Pesona Danau Labuan Cermin, Surga Tersembunyi di Biduk-Biduk Berau
Rasa lelah seketika hilang, meski sebelumnya harus menempuh perjalanan sejauh kurang lebih 250 kilometer dari Tanjung Redeb, ibu kota Kabupaten Berau. Perjalanan darat selama sekitar 8 jam terasa terbayar lunas begitu menyaksikan kejernihan air danau yang dikelilingi hutan mangrove alami yang masih terjaga.
Inilah Danau Labuan Cermin, destinasi wisata eksotis yang berada di Kecamatan Biduk-Biduk, Kabupaten Berau, Kalimantan Timur.
Keunikan Air Dua Rasa: Asin di Atas, Tawar di Bawah
Salah satu keistimewaan Danau Labuan Cermin adalah fenomena air dua rasa. Di permukaan, air terasa sedikit asin karena pengaruh air laut yang masuk melalui celah bebatuan kapur. Namun, di bagian bawah justru terasa tawar karena berasal dari mata air alami.
Kejernihan airnya luar biasa. Dasar danau terlihat jelas, termasuk karang, ikan beraneka warna, hingga biota laut lainnya. Bahkan, penyu hijau sesekali terlihat melintas di perairan sekitar kawasan ini.
Meski tampak dangkal, kedalaman danau sebenarnya bisa mencapai lebih dari 3 meter. Sensasi berenang di sini terasa seperti melayang di atas kaca bening alami.
Dikelilingi Mangrove yang Masih Alami
Danau ini dikelilingi hutan mangrove yang masih asri dan terjaga kelestariannya. Lingkungan yang alami inilah yang membuat air danau tetap jernih sepanjang waktu.

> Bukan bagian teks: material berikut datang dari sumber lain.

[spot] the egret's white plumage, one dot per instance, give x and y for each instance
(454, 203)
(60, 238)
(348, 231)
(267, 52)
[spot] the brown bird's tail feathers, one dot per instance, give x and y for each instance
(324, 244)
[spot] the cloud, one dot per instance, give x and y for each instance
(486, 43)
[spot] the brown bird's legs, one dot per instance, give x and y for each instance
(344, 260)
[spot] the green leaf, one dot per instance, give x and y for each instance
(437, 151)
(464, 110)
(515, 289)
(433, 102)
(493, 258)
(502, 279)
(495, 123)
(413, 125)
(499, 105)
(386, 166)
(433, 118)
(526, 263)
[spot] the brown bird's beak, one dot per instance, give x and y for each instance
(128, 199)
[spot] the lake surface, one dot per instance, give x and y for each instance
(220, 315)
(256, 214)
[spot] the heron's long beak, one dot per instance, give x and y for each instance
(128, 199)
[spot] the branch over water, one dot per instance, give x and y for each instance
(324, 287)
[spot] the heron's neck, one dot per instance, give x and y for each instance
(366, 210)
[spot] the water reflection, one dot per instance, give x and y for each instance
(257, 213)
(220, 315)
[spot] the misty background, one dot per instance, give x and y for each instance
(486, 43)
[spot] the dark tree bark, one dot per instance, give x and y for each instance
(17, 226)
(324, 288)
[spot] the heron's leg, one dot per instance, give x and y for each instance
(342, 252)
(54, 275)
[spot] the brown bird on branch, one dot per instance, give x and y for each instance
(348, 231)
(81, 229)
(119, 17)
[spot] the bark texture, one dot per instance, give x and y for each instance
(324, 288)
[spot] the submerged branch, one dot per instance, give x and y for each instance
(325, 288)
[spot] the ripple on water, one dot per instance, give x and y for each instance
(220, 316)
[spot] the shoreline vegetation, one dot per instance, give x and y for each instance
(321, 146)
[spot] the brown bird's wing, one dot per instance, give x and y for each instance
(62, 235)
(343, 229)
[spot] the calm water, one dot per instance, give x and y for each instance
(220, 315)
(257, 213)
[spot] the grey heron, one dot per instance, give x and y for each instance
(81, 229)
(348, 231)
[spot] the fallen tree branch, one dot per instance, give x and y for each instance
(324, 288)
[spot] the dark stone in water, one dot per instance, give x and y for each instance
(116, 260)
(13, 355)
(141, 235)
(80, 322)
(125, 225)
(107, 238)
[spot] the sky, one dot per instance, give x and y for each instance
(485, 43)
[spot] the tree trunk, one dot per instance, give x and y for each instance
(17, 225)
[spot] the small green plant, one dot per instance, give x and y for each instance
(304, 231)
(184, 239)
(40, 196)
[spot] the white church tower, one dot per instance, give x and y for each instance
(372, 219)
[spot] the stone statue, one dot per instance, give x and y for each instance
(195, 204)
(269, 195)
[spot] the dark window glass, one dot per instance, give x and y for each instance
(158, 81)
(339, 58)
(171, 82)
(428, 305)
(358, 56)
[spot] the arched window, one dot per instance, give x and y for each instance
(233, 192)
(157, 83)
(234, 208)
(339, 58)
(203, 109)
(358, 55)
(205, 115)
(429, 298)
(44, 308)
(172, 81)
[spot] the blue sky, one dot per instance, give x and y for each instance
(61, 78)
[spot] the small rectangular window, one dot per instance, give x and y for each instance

Tak jauh dari kawasan danau terdapat pelabuhan tradisional. Mayoritas masyarakat setempat berprofesi sebagai nelayan, baik yang melaut langsung maupun yang menggunakan bagan untuk menangkap ikan.
Dari dermaga tradisional di muara danau, pengunjung dapat menyewa perahu untuk menyusuri danau menuju sumber air. Perjalanan memakan waktu sekitar 20 menit, melewati Jembatan Labuan Cermin hingga ke ujung danau yang masih sangat alami dan sunyi.Kawasan Konservasi dan Potensi Wisata Masa Depan
Danau Labuan Cermin kini telah ditetapkan sebagai kawasan konservasi untuk menjaga ekosistemnya. Ikan-ikan di danau ini semakin berkembang biak karena tidak lagi terganggu aktivitas yang merusak.
Pemerintah daerah berencana terus mengembangkan kawasan ini sebagai destinasi wisata unggulan dengan tetap menjaga kelestarian alamnya. Penambahan sarana penunjang wisata dilakukan secara bertahap tanpa merusak lingkungan mangrove.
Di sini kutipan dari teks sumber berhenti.